Certainly not the simplest way in terms of technical details, but I think it is very methodical. We want $(x_1 + x_3)(x_2 + x_4) \geq 4$, without loss of generality treat $a\leq b \leq c \leq d$ and we shall prove $(a+d)(b+c) \geq 4$. If we replace $b$ and $c$ with $x$, such that $\frac{1}{b+3} + \frac{1}{c+3} = \frac{2}{x+3}$, i.e. $x = \frac{2bc+3b+3c}{b+c+6}$, then the given condition is preserved, while $b+c\geq 2x$, as it is equivalent to $(b-c)^2 \geq 0$; it is also quick to check $b \leq x \leq c$. (Now we might think of doing the same with $a$ and $d$, but this is not allowed, as with the new values the ordering $a \leq b \leq c \leq d$ will not be valid anymore!) Hence it is enough to work with $b=c$, i.e. given $\frac{1}{a+3} + \frac{1}{d+3} + \frac{2}{b+3} = 1$ to show $b(a+d) \geq 2$. We have $b = \frac{9-ad}{ad+2a+2d+3}$ and have to show $\frac{(a+d)(9-ad)}{ad+2a+2d+3}\geq 2$. The inequality $b \geq a$ is equivalent to $a \leq \frac{3}{d+2}$, while $b\leq d$ is equivalent to $a \geq \frac{3}{d} - 2$. We wish to prove \[ da^2 + (d^2+2d-5)a - 5d + 6 \leq 0. \]This quadratic function on $a$ is with a positive leading coefficient (if $d=0$, then $a=b=c=0$, impossible) and so it is non-positive for $a\in \left[\frac{3}{d}-2, \frac{3}{d+2} \right]$ if and only if it is non-positive for $a = \frac{3}{d}-2$ and for $a = \frac{3}{d+2}$. For the former, it is equal to $-\frac{2(d-1)^2(d+3)}{d} \leq 0$, while for the latter it is $-\frac{2(d-1)^2(d+3)}{(d+2)^2} \leq 0$ and so we are done. Equality in the latter two is reached only when $d=1$, then the above interval for $a$ yields $a=1$ and the ordering $a\leq b \leq c \leq d$ concludes that equality holds if and only if $a=b=c=d=1$.
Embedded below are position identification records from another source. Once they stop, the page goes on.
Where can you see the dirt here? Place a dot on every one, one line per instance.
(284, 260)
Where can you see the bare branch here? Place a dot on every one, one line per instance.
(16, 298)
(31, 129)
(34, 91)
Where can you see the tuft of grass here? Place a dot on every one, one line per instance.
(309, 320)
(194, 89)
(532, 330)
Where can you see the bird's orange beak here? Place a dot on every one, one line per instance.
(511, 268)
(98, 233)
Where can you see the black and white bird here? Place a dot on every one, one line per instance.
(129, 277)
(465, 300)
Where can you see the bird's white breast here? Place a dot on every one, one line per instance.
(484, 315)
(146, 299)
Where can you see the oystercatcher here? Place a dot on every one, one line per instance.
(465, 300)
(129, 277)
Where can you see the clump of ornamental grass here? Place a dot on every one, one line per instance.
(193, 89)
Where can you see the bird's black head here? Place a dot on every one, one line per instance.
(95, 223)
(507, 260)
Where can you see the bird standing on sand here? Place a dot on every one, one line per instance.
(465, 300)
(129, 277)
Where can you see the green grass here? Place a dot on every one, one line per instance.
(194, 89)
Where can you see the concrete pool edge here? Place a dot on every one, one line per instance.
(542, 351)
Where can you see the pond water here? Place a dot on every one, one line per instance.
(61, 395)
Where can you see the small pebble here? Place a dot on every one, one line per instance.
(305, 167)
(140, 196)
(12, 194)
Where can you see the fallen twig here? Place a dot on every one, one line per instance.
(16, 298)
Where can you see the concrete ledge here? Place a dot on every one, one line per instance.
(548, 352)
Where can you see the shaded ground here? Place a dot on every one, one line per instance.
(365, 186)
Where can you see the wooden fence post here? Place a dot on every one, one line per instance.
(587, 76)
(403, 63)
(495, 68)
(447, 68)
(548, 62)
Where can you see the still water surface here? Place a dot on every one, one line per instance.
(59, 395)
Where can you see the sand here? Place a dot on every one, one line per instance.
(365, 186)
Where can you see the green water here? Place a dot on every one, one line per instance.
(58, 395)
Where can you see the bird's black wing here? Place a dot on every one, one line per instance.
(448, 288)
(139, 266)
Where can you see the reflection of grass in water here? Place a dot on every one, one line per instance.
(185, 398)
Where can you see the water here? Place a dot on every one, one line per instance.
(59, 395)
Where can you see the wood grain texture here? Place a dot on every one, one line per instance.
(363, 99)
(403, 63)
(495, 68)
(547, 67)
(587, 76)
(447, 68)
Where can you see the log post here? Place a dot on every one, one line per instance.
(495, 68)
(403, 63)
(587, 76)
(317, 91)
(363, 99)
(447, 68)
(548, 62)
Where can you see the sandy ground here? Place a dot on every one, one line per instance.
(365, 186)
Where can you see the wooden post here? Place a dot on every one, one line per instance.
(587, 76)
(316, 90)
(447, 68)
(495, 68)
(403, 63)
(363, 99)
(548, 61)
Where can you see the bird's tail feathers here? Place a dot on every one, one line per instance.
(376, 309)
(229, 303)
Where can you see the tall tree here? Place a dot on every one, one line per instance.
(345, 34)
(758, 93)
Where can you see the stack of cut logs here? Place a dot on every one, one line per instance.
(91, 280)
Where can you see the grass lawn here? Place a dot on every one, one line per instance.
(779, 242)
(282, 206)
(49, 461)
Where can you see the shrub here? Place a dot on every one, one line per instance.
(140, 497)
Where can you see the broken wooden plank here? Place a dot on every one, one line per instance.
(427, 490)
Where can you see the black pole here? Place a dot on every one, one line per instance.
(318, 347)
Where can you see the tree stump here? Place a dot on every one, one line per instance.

wlog, let $a\geq b,d\geq c$. Then there exists $x\geq y,w\geq z$ such that $\left(a,b,c,d\right) = \left(\frac{3x}{y+z+w},\dfrac{3y}{z+w+x},\dfrac{3z}{w+x+y},\dfrac{3w}{x+y+z}\right)$. We will prove $\left(a+c\right)\left(b+d\right)\geq 4$, which is equivalent to $ \left(\frac{3x}{y+z+w}+\dfrac{3z}{w+x+y}\right)\left(\dfrac{3y}{z+w+x}+\dfrac{3w}{x+y+z}\right)$. Notice that by Schwarz, $\frac{3x}{y+z+w}+\dfrac{3z}{w+x+y}\geq \dfrac{3\left(x+z\right)^2}{2xz + \left(x+z\right)\left(y+w\right)}, \dfrac{3y}{z+w+x}+\dfrac{3w}{x+y+z}\geq \dfrac{3\left(y+w\right)^2}{2yw+\left(x+z\right)\left(y+w\right)}$. Hence, we only need to prove $4\left(2xz+S\right)\left(2yt + S\right)\leq 9S^2$, where $S = \left(x+z\right)\left(y+w\right)$. However, $S-2(xz+yt) = \left(x+z\right)\left(y+w\right)-2(xz+yt) = (x-w)(y-z) + (w-z)(x-y)\geq 0$, hence, $2(xz + yt) \leq S$ and $16xyzt \leq S^2$. Thus, $4(2xz + S)(2yt + S)\leq S^2+4S^2 + 4S^2 = 9S^2$, completing the problem.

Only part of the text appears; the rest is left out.